Lovingly maintained and prudently driven for two years, the sedan retained its dealer’s-lot shine and dedicated serviceability when the original owner, Seth Townes, presented the key fob to his hormonally incendiary son Ralph. Seth was a financial advisor professionally dedicated to the impression, if not reality, that he possessed immeasurable wealth. Ralph was only then growing into the coordination of observation and motion essential to driving without calamity and bothered himself about the future only to the extent it beheld his next opportunity to palpate tender components of his girlfriend Sienna.
Father and son stood at the front of the car—gun-metal gray with black-leather interior—in the parking lot of Spring Meadows Country Club, embraced by the adoring gaze of Amanda, with whom Seth had brought Ralph into being. The three of them had just dined at the club’s restaurant, an event planned as a chance to deliberate career options, capped now by high vehicular ceremony.
“Take good care of her,” Seth entreated, slurring slightly after three martinis—classic, two olives, neat—and brandishing the fob. “She’s smarter than you in many ways.”
“Sienna?” Ralph asked, palming the tidily buttoned instrument of long-sought mobility.
Seth looked momentarily perplexed. “No, son. She’s a Buick LaCrosse with more computers on board than the space shuttle.” He chuckled, amused by his quickness.
For many seventeen-year-old males, this transaction might have borne darkness. Ralph cannot have found unalloyed appeal in the prospect of cruising within sight of his peers, through a neighborhood of upscale suburbanites striving for even upper scales, in a hand-me-down sedan neither designed nor marketed for his demographic stratum. Pragmatically analytic for his years, however, Ralph quickly correlated the car’s capacious back seat with the curvaceous and limber Sienna and blurted, with sincere enthusiasm, “Thanks, Dad!”—making his mother proud.

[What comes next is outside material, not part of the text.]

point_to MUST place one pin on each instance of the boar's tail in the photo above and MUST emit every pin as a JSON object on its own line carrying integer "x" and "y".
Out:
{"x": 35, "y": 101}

Indeed, the sedan’s aft quarters accommodated Sienna’s comfort and Ralph’s exertions splendidly and frequently—on a service road no one used at night alongside a warehouse, on a scenic overlook about which most nearby residents forgot after a thunderstorm demolished the turn-off sign, in a dark corner of a Walmart parking lot when the twosome could not wait. When Ralph’s male contemporaries expressed their disdain for his driving about in an “oldster roadster,” Ralph adroitly co-opted their fantasies with a glance toward Sienna, a wink, and the observation, “Dad always called it a smart car.”
It was by the warehouse, while modulating with its supple suspension the frantic rhythms of Ralph and Sienna’s experimentation with adulthood, that the vehicle began an involuntary career in crime, beginning with—what else?—auto theft.
On that fateful night, Pete Rawlings had more problems than usual. And the usual problems were distressing enough for a twenty-year-old not yet graduated from high school: teachers always nagging him about missing class and showing him no respect, girlfriends wanting too much of whatever it was they wanted but never would say, parents never home at the same time and usually not home at all. Pete fussed about all this to comrades Jake and Ernie while he drove the Buick along the service road, away from the warehouse.
“Damn, Pete,” said Jake from the backseat, twisting to gawk out the rear window. “That sumbitch ain’t got his britches up ’til yet.”
Ernie observed, “You just stole a car, you know.”
Pete responded, “You learn quick.”
Jake, still peering rearward, gushed, “You see the squeezers on that gal? Damn!”
Here, in the Buick’s lush interior, rode the essentials of organization, however misdirected: the leader possessed by some darkly transcendent influence and therefore, somehow, superior; the intellectual advisor too analytical to lead; and the effervescent worker too grounded to question authority or anything else. Their conversation revealed much.
“At least you let ’em keep their clothes,” Ernie said.
“What’s your problem?” Pete snapped.
“Nothing.”
Jake faced forward, sighed, and said, “Guess this pretty much makes up for that—what was that anyway, Pete? You and Charlie Stern, I mean, and him coming into Double Guys with your girl.”
“Not my girl,” Pete said. “Not since—anyway, not since a couple nights ago. Anyway, Charlie Stern’s an asshole.”
Ernie snorted a chuckle. “Big damn asshole!”